Even as the country and its Parliament remained deeply divided over the formation of a new government, Israeli lawmakers came together on Wednesday to elect a new president, Isaac Herzog, a former leader of the Labor party and government minister.
Displaying a rare degree of consensus in a secret ballot, they voted overwhelmingly for Mr. Herzog, who currently serves as the chairman of the quasi-governmental Jewish Agency for Israel, which helps deal with immigration, interacts with the Jewish diaspora and runs social programs.
The president plays a mostly symbolic role as a national unifier in Israel’s fractious parliamentary democracy, where the prime minister wields the most power.
One of a president’s main responsibilities is to grant a candidate the task of forming a government after elections. In Israel’s current, fragmented politics, which have produced four inconclusive elections in two years, that involves more than the usual level of skill, legal interpretation and discretion.
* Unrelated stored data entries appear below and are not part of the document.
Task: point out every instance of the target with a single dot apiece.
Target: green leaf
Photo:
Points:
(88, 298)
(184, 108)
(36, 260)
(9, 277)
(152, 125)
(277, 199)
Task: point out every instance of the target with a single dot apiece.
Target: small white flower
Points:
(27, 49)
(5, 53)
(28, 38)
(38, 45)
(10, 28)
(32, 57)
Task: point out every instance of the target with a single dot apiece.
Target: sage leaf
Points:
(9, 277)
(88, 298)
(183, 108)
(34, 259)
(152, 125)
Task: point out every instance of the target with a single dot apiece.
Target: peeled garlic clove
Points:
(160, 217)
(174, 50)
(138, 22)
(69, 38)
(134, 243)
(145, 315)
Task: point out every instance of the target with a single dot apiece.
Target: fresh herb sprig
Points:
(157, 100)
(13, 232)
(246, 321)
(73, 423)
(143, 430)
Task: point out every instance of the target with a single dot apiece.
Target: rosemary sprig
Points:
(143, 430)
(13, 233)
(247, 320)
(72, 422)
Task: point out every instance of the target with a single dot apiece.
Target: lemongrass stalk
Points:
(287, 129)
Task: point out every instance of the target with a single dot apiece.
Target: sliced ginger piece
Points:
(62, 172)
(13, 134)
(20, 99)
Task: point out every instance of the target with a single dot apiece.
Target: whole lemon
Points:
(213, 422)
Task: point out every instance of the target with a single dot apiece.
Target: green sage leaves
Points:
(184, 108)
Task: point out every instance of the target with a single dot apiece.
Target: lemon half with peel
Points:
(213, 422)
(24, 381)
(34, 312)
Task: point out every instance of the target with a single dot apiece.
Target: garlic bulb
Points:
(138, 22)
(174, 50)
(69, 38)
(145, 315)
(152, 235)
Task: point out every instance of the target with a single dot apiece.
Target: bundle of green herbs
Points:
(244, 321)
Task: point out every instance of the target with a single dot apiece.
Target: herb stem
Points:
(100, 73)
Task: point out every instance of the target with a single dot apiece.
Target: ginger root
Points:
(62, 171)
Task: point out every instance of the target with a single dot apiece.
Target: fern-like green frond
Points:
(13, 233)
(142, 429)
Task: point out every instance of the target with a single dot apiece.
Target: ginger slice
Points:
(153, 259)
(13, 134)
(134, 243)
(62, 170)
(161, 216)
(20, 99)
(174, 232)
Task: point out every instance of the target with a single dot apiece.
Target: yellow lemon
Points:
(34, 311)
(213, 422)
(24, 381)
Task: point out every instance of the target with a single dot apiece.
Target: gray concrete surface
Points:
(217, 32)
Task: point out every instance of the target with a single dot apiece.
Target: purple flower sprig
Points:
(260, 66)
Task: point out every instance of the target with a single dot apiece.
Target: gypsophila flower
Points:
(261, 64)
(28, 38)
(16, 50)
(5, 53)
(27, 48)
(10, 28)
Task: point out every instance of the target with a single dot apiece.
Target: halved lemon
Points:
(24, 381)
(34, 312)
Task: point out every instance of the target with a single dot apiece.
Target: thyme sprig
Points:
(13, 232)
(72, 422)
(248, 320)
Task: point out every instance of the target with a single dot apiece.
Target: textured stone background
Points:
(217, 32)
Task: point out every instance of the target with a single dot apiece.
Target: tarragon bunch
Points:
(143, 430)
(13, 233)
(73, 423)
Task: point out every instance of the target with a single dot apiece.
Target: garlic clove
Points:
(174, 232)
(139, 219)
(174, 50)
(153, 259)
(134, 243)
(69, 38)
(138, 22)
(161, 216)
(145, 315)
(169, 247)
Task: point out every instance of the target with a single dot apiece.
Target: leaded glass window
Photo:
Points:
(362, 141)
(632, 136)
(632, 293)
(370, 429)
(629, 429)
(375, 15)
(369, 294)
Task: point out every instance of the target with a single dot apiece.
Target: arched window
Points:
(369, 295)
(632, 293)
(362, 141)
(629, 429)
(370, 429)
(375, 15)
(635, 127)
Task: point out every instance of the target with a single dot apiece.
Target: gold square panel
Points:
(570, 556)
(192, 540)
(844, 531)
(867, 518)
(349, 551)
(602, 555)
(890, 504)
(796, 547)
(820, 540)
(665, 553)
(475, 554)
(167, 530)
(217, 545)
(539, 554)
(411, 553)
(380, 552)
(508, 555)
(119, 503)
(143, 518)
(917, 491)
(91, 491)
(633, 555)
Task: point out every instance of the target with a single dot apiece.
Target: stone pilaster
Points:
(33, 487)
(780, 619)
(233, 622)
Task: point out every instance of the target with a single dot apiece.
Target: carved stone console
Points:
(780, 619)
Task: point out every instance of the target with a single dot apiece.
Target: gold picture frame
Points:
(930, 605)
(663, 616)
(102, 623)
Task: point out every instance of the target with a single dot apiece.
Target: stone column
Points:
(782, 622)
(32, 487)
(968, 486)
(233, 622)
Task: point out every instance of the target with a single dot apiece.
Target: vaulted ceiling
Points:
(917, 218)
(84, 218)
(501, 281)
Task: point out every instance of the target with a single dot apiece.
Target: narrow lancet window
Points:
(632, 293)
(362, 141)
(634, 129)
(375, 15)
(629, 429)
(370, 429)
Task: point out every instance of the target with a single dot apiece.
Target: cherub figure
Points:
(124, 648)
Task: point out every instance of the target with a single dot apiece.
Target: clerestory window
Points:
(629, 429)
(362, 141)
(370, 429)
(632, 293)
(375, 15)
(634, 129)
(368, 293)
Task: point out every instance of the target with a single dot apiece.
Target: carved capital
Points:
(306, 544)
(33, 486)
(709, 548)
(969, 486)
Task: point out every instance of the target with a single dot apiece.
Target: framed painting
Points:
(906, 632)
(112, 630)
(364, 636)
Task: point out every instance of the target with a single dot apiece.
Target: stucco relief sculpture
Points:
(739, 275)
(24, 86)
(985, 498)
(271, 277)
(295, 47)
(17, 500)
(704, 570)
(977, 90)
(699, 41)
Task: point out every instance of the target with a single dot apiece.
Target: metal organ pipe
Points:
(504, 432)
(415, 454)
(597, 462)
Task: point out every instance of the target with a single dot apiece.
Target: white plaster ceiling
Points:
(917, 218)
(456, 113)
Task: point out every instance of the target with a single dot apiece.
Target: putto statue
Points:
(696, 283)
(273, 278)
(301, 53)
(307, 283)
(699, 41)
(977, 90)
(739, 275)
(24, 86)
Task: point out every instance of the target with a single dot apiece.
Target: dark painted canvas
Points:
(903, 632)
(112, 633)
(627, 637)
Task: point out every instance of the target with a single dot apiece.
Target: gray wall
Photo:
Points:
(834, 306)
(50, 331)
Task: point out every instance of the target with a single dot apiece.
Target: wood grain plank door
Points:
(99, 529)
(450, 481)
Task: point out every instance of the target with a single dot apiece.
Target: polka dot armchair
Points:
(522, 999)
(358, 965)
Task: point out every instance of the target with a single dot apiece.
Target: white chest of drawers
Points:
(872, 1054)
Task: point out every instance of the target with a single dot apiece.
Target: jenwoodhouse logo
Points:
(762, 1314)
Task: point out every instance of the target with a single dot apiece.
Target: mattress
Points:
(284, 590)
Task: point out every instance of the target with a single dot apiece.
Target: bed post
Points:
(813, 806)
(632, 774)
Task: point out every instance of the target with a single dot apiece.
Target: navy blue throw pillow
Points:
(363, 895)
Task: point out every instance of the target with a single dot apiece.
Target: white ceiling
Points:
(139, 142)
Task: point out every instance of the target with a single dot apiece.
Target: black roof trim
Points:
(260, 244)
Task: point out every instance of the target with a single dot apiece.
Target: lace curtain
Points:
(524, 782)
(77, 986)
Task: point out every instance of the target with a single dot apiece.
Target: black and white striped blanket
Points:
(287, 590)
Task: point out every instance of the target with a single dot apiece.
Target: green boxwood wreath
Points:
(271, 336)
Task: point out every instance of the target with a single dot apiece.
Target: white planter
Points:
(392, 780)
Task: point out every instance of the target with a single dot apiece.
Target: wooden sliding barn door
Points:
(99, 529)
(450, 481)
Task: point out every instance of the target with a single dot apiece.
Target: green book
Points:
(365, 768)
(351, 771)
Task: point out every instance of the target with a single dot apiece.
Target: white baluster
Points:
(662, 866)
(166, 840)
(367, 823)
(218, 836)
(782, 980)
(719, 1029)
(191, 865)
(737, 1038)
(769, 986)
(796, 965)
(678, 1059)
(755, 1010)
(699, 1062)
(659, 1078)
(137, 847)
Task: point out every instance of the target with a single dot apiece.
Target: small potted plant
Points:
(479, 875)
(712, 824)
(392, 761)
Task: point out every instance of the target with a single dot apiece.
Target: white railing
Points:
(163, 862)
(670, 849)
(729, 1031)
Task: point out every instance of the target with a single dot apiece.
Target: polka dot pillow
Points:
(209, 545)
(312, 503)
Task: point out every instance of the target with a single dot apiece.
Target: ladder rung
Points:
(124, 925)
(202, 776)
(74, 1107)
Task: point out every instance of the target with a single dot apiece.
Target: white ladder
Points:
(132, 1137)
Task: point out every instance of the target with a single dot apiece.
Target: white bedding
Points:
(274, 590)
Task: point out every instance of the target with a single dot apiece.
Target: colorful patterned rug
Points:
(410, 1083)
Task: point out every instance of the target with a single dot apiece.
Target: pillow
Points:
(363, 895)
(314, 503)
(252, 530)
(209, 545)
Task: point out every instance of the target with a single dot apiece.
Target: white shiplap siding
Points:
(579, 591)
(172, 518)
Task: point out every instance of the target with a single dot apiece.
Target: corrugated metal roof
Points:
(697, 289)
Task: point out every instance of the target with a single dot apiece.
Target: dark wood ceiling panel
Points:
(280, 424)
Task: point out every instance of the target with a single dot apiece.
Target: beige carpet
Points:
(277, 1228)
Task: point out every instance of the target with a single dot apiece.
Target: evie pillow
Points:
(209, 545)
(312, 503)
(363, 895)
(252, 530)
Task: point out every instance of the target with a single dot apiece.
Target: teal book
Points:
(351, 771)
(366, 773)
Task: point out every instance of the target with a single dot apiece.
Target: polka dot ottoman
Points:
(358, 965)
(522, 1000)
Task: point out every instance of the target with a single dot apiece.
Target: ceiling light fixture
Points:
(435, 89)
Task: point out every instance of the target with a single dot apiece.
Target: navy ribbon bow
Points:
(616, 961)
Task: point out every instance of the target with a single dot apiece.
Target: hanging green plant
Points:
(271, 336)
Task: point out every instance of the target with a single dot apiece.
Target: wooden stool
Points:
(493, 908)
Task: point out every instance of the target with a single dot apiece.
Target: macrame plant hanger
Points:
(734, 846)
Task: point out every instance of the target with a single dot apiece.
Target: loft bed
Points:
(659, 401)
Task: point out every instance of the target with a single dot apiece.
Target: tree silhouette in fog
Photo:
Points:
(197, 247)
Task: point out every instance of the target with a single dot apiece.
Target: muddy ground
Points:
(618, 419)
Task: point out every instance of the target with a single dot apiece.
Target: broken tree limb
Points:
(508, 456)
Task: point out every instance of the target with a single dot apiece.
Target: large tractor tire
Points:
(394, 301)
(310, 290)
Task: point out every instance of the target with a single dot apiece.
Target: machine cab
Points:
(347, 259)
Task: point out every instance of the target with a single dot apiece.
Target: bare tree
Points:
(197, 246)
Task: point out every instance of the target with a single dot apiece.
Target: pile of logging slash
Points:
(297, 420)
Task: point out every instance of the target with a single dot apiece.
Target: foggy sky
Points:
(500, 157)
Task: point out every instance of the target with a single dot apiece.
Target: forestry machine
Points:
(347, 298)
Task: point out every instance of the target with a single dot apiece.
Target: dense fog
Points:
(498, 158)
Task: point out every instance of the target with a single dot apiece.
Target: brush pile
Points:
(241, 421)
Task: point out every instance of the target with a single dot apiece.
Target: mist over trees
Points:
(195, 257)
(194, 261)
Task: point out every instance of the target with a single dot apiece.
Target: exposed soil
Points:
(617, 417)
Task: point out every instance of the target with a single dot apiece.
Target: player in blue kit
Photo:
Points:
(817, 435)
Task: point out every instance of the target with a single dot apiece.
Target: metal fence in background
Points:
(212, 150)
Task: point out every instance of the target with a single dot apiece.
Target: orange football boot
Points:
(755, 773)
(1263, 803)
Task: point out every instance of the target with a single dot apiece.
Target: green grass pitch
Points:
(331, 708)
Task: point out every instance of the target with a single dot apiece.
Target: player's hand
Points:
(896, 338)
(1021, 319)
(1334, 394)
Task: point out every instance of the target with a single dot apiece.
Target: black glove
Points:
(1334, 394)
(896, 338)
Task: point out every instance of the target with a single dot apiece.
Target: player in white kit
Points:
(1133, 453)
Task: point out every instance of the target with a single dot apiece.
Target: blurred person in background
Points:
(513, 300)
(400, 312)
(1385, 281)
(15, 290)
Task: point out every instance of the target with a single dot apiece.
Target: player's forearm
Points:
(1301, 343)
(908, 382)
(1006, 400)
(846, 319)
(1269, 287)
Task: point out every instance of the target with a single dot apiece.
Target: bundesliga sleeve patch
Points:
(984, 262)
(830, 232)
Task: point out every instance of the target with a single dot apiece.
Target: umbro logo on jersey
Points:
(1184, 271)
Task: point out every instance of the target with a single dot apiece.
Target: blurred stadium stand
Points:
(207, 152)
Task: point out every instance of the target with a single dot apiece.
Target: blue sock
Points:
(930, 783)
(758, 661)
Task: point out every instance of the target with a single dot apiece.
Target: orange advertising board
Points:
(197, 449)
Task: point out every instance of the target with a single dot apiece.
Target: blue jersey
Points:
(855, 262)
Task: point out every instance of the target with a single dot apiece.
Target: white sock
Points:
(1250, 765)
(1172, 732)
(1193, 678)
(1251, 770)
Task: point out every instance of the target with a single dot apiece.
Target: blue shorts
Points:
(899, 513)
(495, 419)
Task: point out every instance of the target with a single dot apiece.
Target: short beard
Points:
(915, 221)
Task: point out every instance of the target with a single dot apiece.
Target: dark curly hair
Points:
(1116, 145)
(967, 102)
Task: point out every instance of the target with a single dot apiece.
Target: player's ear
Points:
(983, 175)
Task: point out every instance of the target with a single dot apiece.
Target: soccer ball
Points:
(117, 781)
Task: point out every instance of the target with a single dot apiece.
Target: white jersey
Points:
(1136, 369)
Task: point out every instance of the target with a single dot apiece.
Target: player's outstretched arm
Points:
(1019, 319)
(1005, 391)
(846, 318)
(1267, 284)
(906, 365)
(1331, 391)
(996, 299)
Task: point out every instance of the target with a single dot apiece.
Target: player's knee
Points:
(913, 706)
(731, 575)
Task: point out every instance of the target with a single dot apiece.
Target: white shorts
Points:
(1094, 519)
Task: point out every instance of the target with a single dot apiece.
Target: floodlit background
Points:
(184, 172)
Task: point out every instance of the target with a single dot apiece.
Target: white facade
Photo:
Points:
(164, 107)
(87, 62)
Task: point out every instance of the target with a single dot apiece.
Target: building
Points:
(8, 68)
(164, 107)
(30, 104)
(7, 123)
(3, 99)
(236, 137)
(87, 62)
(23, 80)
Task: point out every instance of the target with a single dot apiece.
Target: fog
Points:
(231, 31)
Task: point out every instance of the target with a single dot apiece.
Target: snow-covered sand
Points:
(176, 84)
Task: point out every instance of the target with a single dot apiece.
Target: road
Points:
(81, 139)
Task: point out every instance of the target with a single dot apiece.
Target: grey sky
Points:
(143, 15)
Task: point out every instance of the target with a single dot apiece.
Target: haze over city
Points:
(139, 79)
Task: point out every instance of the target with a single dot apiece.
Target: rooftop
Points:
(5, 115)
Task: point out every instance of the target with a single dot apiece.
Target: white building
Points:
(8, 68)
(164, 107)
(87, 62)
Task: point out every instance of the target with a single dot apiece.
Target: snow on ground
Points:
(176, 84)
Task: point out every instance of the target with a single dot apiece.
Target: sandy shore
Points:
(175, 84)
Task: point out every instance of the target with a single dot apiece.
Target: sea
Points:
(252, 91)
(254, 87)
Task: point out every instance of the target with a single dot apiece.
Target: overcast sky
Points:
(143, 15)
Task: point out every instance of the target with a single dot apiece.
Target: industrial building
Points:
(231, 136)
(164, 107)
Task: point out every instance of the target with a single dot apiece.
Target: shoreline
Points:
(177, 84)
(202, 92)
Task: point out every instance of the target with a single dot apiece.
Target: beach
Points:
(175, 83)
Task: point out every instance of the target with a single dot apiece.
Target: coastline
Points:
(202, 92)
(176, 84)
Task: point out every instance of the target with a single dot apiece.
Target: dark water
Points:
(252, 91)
The president can also play an important role in Israeli diplomacy and has the power to pardon convicted criminals and exercise clemency by reducing or commuting sentences.
Mr. Herzog, 60, the grandson of the first chief rabbi of Israel and the son of one of the country’s earlier presidents, Chaim Herzog, will take over from the current president, Reuven Rivlin, in July.
“Our challenges are many and should not be taken lightly,” Mr. Herzog said in his acceptance speech. “I intend to be the president of all Israelis, to lend an attentive ear to every position and respect every person.”